Krahmer: Achtung Planwirtschaft
In der Debatte um ökologische Produktstandards warnt MdEP Holger Krahmer (FDP) vor Dirigismus in der EU.
In der Debatte um ökologische Produktstandards warnt MdEP Holger Krahmer (FDP) vor Dirigismus in der EU.
Die EU zwingt Hersteller zum Stromsparen: Die Ökodesign-Richtlinie wird ausgeweitet.
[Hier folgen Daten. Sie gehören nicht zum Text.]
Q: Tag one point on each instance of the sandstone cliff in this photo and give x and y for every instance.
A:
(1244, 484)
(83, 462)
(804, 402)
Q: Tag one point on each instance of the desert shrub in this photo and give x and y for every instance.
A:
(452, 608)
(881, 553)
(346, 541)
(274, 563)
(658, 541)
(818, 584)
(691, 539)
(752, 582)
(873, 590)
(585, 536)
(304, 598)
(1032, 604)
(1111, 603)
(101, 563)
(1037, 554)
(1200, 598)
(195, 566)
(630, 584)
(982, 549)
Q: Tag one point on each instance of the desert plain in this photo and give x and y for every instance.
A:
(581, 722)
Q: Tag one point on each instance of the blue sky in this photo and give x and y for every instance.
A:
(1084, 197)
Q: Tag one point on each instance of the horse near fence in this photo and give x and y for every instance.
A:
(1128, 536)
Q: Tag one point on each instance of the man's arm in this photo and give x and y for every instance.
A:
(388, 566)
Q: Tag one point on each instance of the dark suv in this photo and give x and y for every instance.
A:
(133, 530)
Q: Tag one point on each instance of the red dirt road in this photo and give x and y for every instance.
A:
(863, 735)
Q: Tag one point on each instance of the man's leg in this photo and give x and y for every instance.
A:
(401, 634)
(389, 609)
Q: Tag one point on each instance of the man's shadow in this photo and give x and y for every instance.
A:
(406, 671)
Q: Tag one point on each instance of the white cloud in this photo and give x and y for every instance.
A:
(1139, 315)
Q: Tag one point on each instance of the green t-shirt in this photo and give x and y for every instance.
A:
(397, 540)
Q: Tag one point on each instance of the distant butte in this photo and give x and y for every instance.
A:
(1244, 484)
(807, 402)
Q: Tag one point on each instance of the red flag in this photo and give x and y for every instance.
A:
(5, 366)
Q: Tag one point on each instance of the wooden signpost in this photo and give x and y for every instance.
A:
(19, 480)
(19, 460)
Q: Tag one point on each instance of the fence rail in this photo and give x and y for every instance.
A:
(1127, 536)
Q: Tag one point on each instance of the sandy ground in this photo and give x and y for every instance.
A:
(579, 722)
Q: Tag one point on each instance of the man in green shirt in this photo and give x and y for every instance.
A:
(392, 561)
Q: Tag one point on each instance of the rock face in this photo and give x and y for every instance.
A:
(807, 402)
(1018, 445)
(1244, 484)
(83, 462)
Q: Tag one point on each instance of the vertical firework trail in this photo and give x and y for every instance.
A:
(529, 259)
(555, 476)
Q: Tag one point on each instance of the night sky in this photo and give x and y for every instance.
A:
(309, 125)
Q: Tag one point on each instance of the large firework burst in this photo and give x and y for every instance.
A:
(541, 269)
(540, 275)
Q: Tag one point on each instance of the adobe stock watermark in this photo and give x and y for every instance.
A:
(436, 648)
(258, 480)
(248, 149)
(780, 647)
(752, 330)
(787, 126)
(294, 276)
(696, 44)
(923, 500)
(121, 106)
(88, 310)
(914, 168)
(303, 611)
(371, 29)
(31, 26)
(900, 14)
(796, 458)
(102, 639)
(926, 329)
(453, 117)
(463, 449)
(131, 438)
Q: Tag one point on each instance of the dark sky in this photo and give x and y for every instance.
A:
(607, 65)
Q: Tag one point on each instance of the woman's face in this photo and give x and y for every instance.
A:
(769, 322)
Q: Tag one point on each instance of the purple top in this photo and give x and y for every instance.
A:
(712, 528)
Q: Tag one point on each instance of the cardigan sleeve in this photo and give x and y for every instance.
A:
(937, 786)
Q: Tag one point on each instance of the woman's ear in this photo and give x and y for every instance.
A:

Galt die Regelung bisher nur für elektronische Geräte, sind jetzt auch Produkte betroffen, die den Stromverbrauch von Geräten beeinflussen – Fensterdichtungen, Wasserhähne, Duschköpfe etc. Beim gesamten Produktionsprozess darf nicht zu viel Energie, Material oder Wasser verwendet werden. Nicht zugelassen werden Produkte, die den Anforderungen der Richtlinie nicht genügen.
Wieder einmal stand die EU am Scheideweg zwischen Dirigismus oder Wettbewerb. Und wieder hat sie die falsche Richtung eingeschlagen: Anstatt auf Aufklärung, die Vergleichbarkeit von Produkteigenschaften und letztlich das Verantwortungsbewusstsein des einzelnen Konsumenten zu setzen, gibt es neue Verbote.
Dabei stand am Anfang eine gute Idee: Produkte mit ihrer tatsächlichen ökologischen Bilanz zu kennzeichnen, und zwar einheitlich und damit vergleichbar um Transparenz und Verbraucherbewusstsein zu schaffen. Daraus wurden stattdessen Vorschriften und Produktnormen, die zu Produktverboten führen können – wie das Glühbirnenverbot, ebenfalls ein Ergebnis dieser Richtlinie. Das ist Planwirtschaft im Namen des Umweltschutzes!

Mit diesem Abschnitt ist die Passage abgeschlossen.